Home Quarantine Sees Complications, Half Don’t Fill MySejahtera Health Assessment

Dr Chong Chee Kheong says people who don’t fill up their health assessment tools on MySejahtera will be called via robocall, but the robocall success rate is only 50%.

KUALA LUMPUR, August 6 — Half of Covid-19 patients under home quarantine do not use the MySejahtera app to update their health status, preventing early intervention if their condition worsens. 

The Ministry of Health (MOH) last month announced the formation of a virtual Covid-19 assessment centre (CAC), in a move to reduce physical traffic at existing CACs, which effectively commenced about a week ago.

Greater Klang Valley Task Force chief Dr Chong Chee Kheong, in a media briefing today, said the virtual CAC is used to monitor asymptomatic or mild Covid-19 patients at home, who make up 60 per cent and 30 per cent of daily Covid-19 cases on average, respectively.

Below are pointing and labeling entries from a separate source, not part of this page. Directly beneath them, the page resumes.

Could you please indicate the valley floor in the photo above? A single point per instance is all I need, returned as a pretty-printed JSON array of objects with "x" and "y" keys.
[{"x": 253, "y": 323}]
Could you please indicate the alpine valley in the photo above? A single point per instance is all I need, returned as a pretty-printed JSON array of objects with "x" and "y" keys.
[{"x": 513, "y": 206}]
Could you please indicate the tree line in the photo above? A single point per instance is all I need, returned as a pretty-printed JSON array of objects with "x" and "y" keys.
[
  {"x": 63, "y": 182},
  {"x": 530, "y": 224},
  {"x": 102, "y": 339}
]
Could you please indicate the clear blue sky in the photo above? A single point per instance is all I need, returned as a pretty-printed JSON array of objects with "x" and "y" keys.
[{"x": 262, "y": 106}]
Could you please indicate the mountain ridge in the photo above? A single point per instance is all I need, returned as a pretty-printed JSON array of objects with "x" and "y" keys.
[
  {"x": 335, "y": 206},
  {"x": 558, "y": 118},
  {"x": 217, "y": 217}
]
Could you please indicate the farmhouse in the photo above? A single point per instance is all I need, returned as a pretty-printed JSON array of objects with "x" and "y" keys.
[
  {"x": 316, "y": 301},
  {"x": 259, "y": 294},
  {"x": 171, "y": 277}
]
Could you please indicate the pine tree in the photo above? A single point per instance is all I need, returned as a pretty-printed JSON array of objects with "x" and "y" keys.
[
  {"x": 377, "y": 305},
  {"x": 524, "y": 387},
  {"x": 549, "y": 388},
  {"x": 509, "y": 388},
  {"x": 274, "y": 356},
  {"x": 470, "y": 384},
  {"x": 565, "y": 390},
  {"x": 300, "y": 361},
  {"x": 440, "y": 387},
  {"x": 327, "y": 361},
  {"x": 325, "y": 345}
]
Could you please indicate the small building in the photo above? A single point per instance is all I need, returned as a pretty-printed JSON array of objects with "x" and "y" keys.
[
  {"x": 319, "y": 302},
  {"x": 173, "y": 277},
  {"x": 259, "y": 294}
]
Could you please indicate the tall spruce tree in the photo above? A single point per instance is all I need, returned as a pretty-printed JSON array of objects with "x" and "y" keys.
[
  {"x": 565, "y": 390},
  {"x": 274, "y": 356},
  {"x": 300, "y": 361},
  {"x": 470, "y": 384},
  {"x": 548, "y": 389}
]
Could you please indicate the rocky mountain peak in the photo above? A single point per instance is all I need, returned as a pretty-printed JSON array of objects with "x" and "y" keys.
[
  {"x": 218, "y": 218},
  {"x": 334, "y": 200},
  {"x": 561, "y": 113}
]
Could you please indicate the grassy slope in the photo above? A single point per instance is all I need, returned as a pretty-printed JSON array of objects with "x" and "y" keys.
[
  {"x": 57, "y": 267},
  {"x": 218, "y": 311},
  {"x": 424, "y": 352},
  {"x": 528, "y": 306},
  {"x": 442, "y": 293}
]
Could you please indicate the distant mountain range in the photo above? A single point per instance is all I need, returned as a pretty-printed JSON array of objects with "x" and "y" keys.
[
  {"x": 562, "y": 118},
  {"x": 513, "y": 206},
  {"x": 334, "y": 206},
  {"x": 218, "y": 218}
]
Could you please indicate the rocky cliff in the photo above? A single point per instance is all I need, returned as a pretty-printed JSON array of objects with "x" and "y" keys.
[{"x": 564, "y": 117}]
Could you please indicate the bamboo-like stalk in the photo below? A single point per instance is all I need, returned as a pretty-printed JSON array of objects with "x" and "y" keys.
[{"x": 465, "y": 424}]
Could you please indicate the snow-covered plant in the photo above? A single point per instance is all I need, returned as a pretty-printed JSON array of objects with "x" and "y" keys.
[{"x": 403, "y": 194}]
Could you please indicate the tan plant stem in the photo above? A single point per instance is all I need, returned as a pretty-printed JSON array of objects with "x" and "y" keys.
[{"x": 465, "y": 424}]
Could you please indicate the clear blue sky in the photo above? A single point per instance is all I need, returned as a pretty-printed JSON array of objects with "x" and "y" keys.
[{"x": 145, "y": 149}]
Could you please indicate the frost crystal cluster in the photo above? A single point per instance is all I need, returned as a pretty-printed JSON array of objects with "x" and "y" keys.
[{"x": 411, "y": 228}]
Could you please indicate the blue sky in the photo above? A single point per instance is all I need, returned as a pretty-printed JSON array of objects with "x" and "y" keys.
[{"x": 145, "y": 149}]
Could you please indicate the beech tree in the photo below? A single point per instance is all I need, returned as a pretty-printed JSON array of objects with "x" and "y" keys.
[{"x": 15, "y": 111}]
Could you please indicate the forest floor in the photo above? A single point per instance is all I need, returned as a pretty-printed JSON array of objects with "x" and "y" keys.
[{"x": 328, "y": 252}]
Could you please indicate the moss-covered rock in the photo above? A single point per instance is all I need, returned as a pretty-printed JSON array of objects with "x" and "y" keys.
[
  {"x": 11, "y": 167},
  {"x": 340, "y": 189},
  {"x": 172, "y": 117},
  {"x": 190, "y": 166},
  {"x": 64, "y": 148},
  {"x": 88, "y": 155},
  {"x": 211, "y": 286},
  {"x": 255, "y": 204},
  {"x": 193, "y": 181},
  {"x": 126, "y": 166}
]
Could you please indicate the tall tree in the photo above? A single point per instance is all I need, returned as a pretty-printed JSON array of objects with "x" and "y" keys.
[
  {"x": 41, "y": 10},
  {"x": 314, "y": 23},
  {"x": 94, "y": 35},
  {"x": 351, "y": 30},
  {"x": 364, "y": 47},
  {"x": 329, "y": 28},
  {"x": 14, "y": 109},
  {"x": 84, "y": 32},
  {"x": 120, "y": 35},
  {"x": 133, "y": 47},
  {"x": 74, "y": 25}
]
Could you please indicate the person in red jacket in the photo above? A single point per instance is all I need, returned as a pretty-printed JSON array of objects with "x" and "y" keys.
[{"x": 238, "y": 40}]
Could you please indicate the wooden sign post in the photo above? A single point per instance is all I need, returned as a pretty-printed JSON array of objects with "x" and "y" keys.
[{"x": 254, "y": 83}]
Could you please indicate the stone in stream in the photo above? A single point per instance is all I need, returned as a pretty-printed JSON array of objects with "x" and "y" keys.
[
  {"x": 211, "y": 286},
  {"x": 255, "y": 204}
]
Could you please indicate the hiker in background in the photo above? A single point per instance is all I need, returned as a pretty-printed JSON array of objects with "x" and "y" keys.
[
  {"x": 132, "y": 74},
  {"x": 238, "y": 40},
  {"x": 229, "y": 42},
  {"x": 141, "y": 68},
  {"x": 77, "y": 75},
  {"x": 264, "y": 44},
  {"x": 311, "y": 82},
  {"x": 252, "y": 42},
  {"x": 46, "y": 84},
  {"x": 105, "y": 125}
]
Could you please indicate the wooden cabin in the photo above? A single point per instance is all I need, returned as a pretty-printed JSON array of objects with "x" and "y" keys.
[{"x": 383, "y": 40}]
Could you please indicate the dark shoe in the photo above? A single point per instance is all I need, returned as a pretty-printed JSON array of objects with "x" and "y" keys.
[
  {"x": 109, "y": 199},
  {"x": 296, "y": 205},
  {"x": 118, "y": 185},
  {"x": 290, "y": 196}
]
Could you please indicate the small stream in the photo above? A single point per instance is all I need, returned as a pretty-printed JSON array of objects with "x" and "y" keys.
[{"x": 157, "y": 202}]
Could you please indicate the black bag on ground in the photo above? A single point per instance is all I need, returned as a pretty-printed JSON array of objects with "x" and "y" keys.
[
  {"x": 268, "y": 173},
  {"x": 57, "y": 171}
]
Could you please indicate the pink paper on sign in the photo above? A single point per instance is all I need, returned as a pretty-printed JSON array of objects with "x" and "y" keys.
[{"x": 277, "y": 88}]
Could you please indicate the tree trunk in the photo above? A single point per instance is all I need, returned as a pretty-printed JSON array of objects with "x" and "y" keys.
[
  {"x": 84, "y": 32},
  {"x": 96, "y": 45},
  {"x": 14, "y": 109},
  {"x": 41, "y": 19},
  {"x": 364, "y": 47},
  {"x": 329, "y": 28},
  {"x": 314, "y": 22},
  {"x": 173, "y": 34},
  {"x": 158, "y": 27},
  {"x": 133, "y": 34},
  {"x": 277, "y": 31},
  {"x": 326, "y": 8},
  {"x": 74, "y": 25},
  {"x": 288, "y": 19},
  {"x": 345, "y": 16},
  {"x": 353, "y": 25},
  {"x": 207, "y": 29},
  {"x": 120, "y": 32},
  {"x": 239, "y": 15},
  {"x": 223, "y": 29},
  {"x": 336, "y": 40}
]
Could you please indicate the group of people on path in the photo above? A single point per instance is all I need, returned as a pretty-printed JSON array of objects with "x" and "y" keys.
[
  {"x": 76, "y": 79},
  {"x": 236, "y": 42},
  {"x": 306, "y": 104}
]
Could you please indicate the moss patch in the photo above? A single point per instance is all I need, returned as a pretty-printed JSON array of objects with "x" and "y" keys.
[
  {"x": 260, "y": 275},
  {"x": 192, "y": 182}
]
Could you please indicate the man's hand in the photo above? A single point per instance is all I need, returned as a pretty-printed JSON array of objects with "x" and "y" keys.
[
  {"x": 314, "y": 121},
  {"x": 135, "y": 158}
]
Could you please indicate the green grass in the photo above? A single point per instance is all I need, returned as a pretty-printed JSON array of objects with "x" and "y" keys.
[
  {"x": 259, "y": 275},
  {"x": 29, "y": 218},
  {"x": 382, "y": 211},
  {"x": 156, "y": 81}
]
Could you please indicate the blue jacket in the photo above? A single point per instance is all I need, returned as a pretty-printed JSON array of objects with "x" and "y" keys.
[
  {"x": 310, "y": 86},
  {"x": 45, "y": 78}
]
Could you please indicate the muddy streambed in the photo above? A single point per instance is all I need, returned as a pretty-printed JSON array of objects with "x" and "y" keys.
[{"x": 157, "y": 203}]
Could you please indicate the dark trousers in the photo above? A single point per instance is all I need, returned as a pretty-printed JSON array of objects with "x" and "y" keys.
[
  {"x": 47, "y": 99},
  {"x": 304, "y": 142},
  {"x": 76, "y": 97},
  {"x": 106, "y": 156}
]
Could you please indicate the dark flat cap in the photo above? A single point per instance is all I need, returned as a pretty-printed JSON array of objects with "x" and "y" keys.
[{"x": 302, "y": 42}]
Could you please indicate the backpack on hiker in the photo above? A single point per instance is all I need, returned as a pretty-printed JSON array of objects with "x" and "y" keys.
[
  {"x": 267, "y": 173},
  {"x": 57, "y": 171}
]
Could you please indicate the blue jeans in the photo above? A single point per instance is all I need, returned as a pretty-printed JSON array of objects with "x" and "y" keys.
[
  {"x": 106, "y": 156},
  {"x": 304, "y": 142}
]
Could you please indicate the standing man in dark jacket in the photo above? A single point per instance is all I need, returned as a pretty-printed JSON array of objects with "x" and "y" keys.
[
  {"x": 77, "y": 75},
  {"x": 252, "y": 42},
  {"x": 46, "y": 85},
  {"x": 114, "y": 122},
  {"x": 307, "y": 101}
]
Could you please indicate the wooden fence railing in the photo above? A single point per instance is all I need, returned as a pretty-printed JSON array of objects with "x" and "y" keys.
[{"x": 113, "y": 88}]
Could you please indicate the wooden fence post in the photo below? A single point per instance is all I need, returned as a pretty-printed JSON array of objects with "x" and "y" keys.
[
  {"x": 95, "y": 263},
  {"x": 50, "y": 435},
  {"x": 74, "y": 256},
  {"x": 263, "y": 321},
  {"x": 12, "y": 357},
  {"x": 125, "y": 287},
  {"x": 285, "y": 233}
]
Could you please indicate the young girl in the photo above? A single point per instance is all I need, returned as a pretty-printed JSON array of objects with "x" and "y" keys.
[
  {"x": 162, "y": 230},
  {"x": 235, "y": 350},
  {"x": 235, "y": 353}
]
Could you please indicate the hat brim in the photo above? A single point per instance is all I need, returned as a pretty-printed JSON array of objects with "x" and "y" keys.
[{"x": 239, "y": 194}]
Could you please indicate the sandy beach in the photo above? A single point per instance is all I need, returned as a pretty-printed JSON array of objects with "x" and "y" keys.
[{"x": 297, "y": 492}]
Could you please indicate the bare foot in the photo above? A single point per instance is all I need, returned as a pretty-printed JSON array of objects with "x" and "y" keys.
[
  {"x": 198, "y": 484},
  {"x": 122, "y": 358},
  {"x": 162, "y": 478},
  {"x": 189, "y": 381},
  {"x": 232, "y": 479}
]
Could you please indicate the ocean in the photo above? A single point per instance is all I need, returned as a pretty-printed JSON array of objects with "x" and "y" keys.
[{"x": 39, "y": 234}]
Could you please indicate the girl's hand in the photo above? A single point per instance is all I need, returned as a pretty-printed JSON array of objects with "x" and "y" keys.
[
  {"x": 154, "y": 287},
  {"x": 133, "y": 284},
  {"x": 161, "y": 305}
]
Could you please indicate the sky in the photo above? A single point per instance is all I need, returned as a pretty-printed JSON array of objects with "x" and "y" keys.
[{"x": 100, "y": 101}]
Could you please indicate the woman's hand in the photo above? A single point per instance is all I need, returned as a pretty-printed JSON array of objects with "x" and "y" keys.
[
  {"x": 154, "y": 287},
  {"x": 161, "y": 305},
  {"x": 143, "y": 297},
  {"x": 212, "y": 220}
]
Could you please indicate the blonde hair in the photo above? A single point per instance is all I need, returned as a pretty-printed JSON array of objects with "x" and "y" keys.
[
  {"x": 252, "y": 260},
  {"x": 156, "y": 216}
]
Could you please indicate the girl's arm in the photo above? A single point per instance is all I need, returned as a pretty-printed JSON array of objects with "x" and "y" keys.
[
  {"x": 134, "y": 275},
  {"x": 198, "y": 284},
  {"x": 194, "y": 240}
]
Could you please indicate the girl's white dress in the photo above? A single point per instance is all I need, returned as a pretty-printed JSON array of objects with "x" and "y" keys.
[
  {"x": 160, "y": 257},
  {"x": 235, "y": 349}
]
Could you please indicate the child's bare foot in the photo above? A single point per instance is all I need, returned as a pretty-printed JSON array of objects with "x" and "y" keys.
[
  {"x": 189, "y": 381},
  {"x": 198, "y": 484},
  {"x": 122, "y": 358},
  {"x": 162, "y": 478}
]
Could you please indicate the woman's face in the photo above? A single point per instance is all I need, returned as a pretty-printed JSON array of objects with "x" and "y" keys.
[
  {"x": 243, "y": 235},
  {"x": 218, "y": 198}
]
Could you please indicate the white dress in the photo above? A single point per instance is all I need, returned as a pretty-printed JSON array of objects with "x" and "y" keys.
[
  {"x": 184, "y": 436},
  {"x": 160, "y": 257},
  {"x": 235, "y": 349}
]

He said those who are monitored at home with mild symptoms are required to fill up an assessment form, referred to as health assessment tools (HAT), to see if they have “warning signs”. Patients who exhibit these warning signs will then be called up — personally or via robocall (computerised message) — for further assessment.

Dr Chong said this allows the MOH to dedicate its limited resources and attention to treating Covid-19 patients with symptoms. However, he said about half of those being monitored at home fail to fill up their HATs.

“For those people who do not fill up their HATs, we call them through the robocall method and this robocall will keep on calling until they answer. Once they answer, they will be reminded to fill up their HAT because if they don’t fill up their HAT, we cannot monitor them,” he said.

Dr Chong said the success rate of the robocall is currently at 50 per cent. “About 50 per cent of people who do not fill up their HAT will eventually contact us via the robocall.”

“Those we can contact, we will see how they are and we will give the appropriate advice. So, this is the method that we want to strengthen so that those who need help most get it. 

“We don’t want asymptomatic to crowd our hospitals and the CACs because then we cannot focus our attention on those who need it,” Dr Chong said.